When the shaking subsided, we all regained our composure somewhat and stared first at that new range of mountains and then toward the east, where Torak’s new sea was sullenly retreating.
‘How remarkable,’ the wolf said as calmly as if nothing had happened.
‘Truly,’ I could not but agree.
And then the other Gods and their peoples came to the place where we were and marveled at what Belar and my Master had done to hold back the sea.
‘Now is the time of sundering,’ my Master told them sadly. ‘This land which was once so fair and sustained our children in their infancy is no more. That which remains here on this shore is bleak and harsh and will no longer support your people. This then is mine advice to ye, my brothers. Let each take his own people and journey into the west. Beyond the mountains wherein lies Prolgu ye shall find another fair plain – not so broad perhaps nor so beautiful as that which Torak hath drowned this day – but it will sustain the races of man.’
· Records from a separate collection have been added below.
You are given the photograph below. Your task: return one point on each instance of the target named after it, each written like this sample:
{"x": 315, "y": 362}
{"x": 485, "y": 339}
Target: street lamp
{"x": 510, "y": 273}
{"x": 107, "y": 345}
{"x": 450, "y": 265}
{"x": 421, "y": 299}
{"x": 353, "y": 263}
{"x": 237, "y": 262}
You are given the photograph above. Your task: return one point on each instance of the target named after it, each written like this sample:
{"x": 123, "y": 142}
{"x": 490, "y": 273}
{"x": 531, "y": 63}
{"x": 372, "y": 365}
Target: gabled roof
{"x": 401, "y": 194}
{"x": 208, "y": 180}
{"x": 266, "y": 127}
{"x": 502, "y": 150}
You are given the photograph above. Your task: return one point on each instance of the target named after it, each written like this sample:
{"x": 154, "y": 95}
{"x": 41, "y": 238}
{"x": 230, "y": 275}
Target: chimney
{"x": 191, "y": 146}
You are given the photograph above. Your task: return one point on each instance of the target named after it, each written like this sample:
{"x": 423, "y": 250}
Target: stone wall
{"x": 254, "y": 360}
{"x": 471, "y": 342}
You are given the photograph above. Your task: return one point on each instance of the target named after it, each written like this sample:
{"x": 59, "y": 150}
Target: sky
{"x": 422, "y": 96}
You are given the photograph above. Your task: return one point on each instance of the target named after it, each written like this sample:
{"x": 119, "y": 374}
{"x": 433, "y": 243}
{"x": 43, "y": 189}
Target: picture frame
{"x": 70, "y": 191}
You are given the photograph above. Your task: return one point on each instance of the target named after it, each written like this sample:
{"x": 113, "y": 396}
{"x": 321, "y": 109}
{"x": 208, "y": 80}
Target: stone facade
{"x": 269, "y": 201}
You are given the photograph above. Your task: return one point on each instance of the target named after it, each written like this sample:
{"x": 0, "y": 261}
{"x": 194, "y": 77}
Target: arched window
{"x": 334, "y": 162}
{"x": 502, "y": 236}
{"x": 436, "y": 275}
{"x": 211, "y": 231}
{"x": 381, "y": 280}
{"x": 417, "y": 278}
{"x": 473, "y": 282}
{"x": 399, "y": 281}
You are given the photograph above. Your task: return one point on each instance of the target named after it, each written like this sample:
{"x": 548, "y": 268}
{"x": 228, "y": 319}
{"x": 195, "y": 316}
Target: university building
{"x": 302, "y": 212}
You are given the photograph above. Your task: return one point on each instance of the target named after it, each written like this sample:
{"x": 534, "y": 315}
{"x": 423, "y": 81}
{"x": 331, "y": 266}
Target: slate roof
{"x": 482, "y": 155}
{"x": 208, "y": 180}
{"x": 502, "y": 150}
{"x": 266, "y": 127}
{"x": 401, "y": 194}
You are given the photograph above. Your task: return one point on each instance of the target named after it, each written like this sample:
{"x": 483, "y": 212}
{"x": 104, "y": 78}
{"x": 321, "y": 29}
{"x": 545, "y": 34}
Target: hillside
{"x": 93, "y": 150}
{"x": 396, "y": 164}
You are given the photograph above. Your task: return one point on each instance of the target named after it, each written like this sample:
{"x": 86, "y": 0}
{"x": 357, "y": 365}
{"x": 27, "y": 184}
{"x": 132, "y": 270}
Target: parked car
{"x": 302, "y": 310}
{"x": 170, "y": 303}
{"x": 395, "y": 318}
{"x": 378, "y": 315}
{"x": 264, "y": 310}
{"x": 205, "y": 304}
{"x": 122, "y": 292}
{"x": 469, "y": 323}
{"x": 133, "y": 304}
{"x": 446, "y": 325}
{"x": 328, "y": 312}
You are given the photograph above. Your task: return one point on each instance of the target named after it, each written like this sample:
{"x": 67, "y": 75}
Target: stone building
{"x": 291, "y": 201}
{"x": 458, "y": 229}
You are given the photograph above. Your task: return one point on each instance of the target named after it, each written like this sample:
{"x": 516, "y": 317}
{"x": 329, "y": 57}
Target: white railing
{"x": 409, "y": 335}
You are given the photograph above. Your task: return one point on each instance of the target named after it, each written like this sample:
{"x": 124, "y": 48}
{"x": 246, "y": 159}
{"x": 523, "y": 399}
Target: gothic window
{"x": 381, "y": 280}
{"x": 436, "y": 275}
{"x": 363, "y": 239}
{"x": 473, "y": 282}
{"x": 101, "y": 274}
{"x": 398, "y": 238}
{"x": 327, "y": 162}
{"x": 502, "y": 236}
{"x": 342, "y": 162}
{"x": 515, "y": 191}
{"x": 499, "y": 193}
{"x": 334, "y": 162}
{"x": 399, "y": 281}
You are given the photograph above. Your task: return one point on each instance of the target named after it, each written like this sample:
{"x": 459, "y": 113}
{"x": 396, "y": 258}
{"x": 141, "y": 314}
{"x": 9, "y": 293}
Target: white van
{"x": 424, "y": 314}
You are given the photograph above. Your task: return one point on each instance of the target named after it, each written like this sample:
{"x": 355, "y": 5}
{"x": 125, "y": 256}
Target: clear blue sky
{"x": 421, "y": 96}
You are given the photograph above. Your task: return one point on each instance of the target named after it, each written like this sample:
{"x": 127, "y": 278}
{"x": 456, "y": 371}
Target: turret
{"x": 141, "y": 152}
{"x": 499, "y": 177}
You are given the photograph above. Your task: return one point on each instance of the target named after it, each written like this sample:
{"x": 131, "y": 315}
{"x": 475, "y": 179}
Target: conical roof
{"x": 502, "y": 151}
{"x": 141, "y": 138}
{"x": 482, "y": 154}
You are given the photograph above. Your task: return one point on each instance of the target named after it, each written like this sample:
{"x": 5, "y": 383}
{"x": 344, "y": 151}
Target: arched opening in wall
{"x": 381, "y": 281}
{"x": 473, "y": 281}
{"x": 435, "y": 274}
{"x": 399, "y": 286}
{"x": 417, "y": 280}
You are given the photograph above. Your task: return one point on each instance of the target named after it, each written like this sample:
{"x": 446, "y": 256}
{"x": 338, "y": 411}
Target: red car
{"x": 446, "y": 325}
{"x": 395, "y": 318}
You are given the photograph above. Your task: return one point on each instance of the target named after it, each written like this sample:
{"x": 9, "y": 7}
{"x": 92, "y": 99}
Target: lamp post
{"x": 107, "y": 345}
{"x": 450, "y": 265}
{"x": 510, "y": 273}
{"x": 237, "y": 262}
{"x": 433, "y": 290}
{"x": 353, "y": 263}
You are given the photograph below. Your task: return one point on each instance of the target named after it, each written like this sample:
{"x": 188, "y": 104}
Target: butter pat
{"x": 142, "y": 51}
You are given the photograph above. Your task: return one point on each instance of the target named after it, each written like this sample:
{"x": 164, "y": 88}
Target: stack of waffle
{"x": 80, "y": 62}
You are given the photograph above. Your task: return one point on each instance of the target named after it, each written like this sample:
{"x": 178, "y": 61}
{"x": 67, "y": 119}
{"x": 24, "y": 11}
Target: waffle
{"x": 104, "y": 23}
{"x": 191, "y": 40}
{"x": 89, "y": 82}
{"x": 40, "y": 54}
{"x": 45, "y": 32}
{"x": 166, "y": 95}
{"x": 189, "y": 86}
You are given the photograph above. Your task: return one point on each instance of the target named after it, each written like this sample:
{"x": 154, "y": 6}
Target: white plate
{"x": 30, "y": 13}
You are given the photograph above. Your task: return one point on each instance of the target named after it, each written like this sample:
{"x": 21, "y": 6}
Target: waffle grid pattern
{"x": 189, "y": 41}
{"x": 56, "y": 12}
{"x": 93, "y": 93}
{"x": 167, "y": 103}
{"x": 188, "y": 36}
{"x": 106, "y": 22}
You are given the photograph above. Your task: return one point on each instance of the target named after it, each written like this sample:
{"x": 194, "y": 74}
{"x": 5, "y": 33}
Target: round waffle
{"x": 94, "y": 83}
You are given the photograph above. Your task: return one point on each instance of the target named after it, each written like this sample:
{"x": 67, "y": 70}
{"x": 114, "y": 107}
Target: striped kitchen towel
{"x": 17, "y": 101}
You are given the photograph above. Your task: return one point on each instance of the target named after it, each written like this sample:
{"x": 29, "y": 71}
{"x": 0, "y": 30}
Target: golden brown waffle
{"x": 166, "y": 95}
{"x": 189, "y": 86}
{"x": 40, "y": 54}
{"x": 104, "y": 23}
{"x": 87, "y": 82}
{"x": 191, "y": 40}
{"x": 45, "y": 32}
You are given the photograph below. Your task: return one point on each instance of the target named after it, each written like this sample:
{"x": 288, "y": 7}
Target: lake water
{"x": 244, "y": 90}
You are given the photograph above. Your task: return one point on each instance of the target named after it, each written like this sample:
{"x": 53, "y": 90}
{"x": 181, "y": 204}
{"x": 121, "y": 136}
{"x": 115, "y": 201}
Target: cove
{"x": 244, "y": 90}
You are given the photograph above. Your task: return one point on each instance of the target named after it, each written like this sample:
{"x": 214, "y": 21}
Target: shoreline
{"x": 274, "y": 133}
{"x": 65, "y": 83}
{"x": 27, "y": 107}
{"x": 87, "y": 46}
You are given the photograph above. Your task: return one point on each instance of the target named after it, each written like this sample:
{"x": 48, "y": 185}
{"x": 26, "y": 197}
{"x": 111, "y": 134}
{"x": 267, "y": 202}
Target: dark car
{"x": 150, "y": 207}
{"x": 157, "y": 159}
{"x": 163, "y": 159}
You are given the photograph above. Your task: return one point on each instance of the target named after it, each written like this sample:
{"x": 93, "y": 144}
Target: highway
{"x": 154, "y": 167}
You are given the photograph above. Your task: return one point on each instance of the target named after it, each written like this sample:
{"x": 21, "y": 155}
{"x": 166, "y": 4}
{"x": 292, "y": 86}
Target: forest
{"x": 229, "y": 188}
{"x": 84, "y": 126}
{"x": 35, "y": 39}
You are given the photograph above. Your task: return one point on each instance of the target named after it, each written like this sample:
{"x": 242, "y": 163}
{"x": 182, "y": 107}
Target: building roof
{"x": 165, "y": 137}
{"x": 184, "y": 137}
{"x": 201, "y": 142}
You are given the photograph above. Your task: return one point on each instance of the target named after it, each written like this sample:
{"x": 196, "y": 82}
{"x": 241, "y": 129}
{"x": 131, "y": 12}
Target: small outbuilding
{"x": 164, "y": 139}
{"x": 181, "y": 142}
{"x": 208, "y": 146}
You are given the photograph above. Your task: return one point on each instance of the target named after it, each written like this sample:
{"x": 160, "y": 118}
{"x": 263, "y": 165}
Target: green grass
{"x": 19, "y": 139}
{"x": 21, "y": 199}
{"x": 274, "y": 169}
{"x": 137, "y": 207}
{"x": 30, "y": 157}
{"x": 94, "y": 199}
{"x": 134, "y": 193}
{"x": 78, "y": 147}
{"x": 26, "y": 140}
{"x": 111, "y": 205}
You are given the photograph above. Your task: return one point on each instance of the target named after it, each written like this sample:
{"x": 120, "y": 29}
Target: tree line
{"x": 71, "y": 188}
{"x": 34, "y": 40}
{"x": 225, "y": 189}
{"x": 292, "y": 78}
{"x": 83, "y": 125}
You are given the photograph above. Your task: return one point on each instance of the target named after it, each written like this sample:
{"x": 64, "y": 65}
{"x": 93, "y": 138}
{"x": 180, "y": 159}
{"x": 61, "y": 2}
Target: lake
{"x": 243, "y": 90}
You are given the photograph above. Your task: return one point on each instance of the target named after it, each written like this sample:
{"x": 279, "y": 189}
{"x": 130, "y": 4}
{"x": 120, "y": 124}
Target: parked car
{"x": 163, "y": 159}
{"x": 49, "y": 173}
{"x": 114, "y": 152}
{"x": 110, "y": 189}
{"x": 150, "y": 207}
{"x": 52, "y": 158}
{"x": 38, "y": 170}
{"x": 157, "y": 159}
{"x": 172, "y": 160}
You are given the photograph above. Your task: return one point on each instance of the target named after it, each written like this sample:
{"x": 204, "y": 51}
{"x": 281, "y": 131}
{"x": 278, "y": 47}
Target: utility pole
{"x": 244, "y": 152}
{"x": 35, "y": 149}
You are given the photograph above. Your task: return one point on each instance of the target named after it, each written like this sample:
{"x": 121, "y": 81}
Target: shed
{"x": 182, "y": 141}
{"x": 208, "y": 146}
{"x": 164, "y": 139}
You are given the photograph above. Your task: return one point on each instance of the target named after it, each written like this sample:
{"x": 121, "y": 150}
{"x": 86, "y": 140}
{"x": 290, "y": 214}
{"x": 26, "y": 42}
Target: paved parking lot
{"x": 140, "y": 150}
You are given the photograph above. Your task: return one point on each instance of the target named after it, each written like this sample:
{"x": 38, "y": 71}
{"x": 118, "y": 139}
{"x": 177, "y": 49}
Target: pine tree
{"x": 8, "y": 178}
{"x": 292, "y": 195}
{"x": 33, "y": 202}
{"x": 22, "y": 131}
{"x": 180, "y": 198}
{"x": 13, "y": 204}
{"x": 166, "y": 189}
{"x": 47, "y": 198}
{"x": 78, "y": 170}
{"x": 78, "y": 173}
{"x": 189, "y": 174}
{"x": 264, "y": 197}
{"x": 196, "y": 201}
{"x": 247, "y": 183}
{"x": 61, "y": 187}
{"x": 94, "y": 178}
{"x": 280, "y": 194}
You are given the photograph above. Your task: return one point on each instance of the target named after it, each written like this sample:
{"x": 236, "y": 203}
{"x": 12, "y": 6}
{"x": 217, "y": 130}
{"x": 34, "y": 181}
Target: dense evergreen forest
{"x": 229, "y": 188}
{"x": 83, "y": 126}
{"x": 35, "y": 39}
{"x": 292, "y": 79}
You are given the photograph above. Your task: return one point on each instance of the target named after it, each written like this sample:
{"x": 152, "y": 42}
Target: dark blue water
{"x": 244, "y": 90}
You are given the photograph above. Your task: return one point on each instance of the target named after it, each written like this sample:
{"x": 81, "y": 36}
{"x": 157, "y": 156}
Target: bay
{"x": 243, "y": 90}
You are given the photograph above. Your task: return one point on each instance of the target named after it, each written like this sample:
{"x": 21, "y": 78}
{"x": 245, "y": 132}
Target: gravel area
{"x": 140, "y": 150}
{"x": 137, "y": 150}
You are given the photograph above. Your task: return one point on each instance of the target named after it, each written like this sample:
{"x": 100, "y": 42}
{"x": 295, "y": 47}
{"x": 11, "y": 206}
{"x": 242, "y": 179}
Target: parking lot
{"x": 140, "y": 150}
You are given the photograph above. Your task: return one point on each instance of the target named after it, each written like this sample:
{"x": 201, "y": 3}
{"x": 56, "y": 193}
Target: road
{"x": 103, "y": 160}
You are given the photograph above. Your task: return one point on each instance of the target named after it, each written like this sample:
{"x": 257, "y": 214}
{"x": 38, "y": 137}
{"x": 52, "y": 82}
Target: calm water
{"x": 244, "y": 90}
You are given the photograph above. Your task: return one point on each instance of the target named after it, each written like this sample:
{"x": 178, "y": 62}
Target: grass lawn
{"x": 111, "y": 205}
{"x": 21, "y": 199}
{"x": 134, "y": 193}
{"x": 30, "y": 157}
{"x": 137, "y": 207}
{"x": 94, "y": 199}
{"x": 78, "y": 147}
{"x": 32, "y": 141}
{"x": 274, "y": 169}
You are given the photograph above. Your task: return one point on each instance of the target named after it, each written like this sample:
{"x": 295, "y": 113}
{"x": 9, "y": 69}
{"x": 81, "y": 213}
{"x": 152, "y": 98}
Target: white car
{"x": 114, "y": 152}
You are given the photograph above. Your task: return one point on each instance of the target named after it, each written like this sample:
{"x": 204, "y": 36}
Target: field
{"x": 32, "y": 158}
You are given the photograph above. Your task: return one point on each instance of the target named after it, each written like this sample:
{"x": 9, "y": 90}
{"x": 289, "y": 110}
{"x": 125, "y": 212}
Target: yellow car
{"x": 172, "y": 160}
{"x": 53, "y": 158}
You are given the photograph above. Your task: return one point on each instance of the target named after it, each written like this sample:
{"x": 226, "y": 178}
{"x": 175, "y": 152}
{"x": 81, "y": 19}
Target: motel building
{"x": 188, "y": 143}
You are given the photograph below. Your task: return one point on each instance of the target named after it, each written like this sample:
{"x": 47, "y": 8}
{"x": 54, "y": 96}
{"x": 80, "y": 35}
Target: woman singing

‘And what of thee, my brother?’ Mara asked him.
‘I shall take my disciples and return even to the Vale,’ Aldur replied. ‘This day hath evil been unloosed in the world, and its power is great. The Orb revealed itself to me, and through its power hath the evil been unloosed. Upon me, therefore, falls the task of preparation for the day when good and evil shall meet in that final battle wherein shall be decided the fate of the world.’
‘So be it then,’ Mara said. ‘Hail and farewell, my brother.’ And he turned and with Issa and Chaldan and Nedra and all their people, they went away toward the west.
But Belar lingered. ‘Mine oath and my pledge bind me still,’ he declared. ‘I will not go to the west with the others, but will take my Alorns to the unpeopled lands of the northwest instead. There we will seek a way by which we may come again on Torak and his children. Thine Orb shall be returned unto thee, my brother. I shall not rest until it be so.’ And then he turned and put his face to the north, and his tall warriors followed after him.
My master watched them go with a great sadness on his face, and then he turned westward and my brothers and I followed after him as, sorrowing, we began our journey back to the Vale.